One thing I have learned over the last week is that overclocking is challenging and somewhat addictive. I thought it was a simple tweak of the BIOS settings, but soon you find yourself tweaking the settings to try to get every last MHz out of your processor at the lowest possible voltage settings to avoid frying the motherboard and/or processor. “Frying” is a rather technical term referring to one of two things:
- Overheating – raising the processor core temp above its thermal specification rating for extended periods of time
- Overvolting – operating the processor at a voltage exceeding the maximum end of the VID Voltage Range
The other potentially bad thing that can happen with overclocking your processor is that your processor can stop operating correctly even while still being able to boot and load an entire operating system. This can trick you into thinking that your overclocked setup is working correctly when it really isn’t.
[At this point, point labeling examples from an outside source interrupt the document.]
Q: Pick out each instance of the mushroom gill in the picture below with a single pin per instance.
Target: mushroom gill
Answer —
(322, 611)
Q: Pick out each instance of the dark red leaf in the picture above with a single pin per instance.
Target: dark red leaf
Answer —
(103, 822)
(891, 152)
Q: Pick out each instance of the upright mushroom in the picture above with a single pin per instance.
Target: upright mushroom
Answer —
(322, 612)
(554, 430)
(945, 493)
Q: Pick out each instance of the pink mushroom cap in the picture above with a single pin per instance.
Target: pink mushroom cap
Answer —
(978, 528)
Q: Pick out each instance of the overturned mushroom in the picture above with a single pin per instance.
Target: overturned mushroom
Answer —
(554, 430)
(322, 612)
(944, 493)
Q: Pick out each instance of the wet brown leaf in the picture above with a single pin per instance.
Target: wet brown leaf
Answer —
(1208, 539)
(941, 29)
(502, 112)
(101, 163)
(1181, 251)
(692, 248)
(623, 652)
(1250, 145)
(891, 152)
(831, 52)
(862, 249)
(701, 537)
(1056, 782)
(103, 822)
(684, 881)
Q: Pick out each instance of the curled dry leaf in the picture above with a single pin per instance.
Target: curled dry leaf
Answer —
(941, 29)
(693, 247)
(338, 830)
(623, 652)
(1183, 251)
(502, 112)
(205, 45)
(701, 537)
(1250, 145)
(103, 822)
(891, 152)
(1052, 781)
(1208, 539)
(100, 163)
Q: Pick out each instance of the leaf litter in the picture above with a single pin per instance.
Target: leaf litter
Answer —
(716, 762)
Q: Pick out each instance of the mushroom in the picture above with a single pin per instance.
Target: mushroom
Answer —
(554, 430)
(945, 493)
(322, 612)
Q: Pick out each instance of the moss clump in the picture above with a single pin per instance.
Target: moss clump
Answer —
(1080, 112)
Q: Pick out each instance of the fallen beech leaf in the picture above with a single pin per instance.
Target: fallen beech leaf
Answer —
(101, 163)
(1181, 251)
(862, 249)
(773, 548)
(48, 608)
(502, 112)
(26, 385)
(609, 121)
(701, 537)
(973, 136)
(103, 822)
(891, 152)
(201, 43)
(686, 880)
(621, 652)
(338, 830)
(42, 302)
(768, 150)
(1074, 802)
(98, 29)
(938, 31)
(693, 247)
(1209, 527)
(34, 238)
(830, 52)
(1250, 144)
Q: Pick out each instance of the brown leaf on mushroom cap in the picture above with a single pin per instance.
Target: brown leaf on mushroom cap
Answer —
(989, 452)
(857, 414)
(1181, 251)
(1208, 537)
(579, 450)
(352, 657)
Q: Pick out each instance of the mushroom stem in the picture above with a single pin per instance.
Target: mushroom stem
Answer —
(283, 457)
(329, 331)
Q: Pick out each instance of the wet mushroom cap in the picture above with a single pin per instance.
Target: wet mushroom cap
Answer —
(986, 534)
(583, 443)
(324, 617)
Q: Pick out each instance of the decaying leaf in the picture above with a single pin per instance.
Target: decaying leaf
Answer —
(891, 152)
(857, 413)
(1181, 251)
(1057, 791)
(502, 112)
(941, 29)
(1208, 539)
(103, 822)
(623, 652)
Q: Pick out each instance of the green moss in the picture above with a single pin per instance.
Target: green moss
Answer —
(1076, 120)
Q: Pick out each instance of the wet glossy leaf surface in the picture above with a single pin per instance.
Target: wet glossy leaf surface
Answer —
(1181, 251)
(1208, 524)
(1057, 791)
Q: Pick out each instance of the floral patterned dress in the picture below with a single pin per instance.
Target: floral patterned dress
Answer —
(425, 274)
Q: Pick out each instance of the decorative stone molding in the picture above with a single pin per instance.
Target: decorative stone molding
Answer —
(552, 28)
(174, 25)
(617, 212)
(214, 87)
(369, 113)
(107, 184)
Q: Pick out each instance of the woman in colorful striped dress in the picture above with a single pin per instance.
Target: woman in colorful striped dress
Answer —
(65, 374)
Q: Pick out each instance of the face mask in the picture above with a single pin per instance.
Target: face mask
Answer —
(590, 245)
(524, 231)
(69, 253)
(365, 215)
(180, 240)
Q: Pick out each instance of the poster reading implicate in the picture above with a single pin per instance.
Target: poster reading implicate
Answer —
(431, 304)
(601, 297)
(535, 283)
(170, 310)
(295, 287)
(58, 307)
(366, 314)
A typical CPU can execute literally billions of instructions per second so if one or two or even twenty of those instructions executes incorrectly, the result may not even be noticable to a typical operating system or typical software applications that you run.
My architecture students should be able to tell you what happens if the clock rate is too high — signals do not have enough time to propagate to their final destination so an incorrect value will be written into memory or into a register before the newly calculated correct value arrives there.
That is why overclockers know that you can’t trust your setup until you run a few good benchmarks and at least one torture test. Two common torture tests that you can download and run for free are prime95 and Intel Burn Test.
I downloaded and installed prime95 and started to run it on what I thought was a stable 3.6 GHz overclock. It lasted less than a minute before crashing with a hardware failure. The way prime95 works is to perform a series of calculations and compare the results with known correct answers that are part of the data distributed with the program. If the calculated answer doesn’t match the known correct answer, then the only explanation is faulty hardware. Also, my CPU core temp started to approach the Intel thermal specification of 71deg celsius very quickly after raising the core voltage to increase stability. This is why overclockers need intricate cooling setups!
So I resolved to scale back my overclocked setup to 3.4 GHz, 800MHz memory speed, which is still a 20% overclock from the stock 2.83Ghz setting. With a core voltage setting of 1.26V, prime95 was able to run for 1 hour before I stopped it with temps just making it to 65deg celsius. I am using a cheap aftermarket air cooler so I am hesitant to let it run for longer without manually keeping an eye on the temp and shutting it down if it makes it up above 71deg celsius.
Prime95 run – just over 5.5 hours with a CPU temp warning
As you can see in the screenshot, Prime95 has made it just over 5.5 hours without error after I left it running overnight. The ASUS software PC Probe II has popped up the temperature warning. By stealing CPU cycles from Prime95 and then idling the CPU during the ensuing context switch, the temperature warning also acts a very minor temperature governor.